Hash Set Pattern — LeetCode #217: Contains Duplicate

By Codcompass Team·2026-05-17·7 min read

Accelerating Duplicate Detection: The Hash Lookup Pattern

Current Situation Analysis

Data validation and deduplication are foundational operations in modern software systems. Whether you're sanitizing user input, processing event streams, or preparing datasets for machine learning pipelines, checking for repeated values is a routine requirement. Despite its frequency, this operation is routinely implemented using quadratic-time algorithms that scale poorly under production load.

The core pain point stems from a cognitive bias: developers naturally map the phrase "does any value appear twice?" to a pairwise comparison model. This mental model translates directly into nested iterations, where each element is scanned against every subsequent element. While logically sound for small datasets, this approach degrades rapidly as cardinality increases.
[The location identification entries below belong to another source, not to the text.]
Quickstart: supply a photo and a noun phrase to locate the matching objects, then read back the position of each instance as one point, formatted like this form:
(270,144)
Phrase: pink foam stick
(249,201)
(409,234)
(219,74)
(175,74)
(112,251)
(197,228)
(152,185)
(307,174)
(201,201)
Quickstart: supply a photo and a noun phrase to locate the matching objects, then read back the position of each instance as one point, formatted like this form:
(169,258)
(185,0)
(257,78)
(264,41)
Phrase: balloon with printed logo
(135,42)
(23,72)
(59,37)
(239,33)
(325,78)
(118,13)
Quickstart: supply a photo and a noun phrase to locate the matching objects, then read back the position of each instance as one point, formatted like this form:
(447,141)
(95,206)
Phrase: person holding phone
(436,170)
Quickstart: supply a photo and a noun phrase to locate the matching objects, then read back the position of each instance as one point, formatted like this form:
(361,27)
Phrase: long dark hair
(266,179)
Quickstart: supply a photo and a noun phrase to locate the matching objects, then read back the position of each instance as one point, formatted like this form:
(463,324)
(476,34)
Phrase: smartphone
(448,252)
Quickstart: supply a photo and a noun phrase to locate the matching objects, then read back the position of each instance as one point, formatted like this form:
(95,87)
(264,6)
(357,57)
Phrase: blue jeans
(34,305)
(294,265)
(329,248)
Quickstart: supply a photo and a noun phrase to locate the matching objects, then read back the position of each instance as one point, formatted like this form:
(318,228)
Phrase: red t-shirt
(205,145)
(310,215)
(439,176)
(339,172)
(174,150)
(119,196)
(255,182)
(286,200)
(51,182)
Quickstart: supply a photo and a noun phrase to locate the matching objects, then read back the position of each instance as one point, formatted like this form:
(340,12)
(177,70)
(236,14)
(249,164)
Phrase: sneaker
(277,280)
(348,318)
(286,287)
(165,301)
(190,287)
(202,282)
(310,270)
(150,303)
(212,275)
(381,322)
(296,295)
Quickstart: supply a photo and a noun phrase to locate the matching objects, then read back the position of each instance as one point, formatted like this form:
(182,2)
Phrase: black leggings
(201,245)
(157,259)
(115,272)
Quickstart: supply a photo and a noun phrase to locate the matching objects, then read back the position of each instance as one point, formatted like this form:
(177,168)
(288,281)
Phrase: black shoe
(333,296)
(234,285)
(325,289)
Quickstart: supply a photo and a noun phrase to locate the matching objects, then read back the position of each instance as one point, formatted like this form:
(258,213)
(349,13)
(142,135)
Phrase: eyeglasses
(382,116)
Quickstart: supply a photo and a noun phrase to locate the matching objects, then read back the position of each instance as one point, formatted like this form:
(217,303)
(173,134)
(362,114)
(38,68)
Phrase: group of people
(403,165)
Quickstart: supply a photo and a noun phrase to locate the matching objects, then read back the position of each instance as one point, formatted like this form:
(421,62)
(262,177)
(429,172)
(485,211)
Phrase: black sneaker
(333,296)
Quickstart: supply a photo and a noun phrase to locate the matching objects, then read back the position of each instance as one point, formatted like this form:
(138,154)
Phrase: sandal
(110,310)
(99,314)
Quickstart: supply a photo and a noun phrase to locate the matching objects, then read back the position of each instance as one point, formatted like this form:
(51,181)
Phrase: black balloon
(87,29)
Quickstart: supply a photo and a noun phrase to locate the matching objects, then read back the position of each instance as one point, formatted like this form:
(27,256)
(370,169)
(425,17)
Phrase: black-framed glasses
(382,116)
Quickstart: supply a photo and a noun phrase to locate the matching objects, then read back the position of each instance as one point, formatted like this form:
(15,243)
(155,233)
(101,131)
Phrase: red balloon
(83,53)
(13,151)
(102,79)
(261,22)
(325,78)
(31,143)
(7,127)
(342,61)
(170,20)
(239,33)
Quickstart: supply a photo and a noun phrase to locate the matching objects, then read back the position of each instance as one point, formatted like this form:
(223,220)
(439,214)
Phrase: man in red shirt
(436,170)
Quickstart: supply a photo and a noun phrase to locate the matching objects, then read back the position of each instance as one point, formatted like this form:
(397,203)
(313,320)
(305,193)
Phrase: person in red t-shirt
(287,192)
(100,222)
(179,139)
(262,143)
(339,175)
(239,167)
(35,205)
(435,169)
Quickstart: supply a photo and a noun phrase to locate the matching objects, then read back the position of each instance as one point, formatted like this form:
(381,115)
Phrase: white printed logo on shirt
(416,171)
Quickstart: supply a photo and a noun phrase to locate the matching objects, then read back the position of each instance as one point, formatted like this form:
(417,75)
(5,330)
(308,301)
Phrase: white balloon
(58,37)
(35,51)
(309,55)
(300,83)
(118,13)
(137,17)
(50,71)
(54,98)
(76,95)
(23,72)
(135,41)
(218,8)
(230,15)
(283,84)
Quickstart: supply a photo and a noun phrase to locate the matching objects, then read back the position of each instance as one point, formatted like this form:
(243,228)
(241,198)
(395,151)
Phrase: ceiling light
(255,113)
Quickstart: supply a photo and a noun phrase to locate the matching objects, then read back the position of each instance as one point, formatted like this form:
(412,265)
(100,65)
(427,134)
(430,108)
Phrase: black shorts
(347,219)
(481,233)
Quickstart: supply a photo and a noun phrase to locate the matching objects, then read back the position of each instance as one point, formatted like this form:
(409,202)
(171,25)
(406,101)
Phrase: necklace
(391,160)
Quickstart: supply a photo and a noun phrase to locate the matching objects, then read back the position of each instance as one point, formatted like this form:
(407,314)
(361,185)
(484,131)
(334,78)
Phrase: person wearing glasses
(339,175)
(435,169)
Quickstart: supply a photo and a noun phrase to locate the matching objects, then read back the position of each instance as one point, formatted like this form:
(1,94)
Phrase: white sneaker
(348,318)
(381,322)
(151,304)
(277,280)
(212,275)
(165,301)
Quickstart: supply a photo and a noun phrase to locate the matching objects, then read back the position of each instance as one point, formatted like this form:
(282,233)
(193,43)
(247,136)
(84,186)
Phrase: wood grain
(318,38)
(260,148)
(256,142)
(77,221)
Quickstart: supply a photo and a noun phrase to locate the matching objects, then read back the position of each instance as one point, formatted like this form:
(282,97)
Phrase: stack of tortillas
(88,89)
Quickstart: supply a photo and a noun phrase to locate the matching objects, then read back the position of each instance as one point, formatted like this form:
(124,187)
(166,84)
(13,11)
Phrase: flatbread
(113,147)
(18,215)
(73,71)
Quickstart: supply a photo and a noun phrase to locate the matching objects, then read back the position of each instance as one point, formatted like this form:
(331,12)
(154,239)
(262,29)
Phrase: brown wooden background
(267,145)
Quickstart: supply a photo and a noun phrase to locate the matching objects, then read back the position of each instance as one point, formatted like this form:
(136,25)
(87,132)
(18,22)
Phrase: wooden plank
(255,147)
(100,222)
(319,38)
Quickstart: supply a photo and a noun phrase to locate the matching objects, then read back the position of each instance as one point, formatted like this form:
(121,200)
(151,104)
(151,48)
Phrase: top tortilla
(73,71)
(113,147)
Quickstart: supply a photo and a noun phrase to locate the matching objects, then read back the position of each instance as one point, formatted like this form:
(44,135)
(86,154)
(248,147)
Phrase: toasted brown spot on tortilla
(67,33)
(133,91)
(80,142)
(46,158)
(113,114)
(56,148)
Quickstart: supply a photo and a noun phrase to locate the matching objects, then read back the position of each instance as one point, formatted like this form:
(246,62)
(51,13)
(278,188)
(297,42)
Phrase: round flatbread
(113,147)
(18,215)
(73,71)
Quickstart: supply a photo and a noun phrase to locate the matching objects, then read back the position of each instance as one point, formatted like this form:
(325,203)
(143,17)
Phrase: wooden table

A dataset of 10,000 items requires roughly 50 million comparisons. At 100,000 items, that jumps to 5 billion. In cloud environments where compute time directly correlates with cost, quadratic scaling becomes an immediate liability.

This problem is frequently overlooked because early-stage development rarely exercises the upper bounds of input size. Local testing with dozens of elements masks the algorithmic inefficiency. Additionally, many engineers fail to recognize the linguistic cue embedded in the problem statement. Phrases like "have I encountered this before?", "is this value already registered?", or "does this exist elsewhere?" are direct signals for constant-time lookup structures. When these cues are missed, teams default to sorting or nested loops, introducing unnecessary latency and memory pressure.

Empirical benchmarks across JavaScript and TypeScript runtimes consistently show that hash-based lookups maintain linear time complexity regardless of input distribution. The trade-off is explicit: you exchange O(n) auxiliary space for O(n) time. In nearly all modern architectures, this swap is favorable. Memory is cheap and predictable; CPU cycles spent on redundant comparisons are not. Recognizing this pattern early prevents architectural debt and establishes a foundation for more advanced frequency-tracking and sliding-window algorithms.

WOW Moment: Key Findings

The performance divergence between naive and optimized approaches becomes stark when measured across realistic workloads. The following comparison isolates the critical dimensions that dictate production viability.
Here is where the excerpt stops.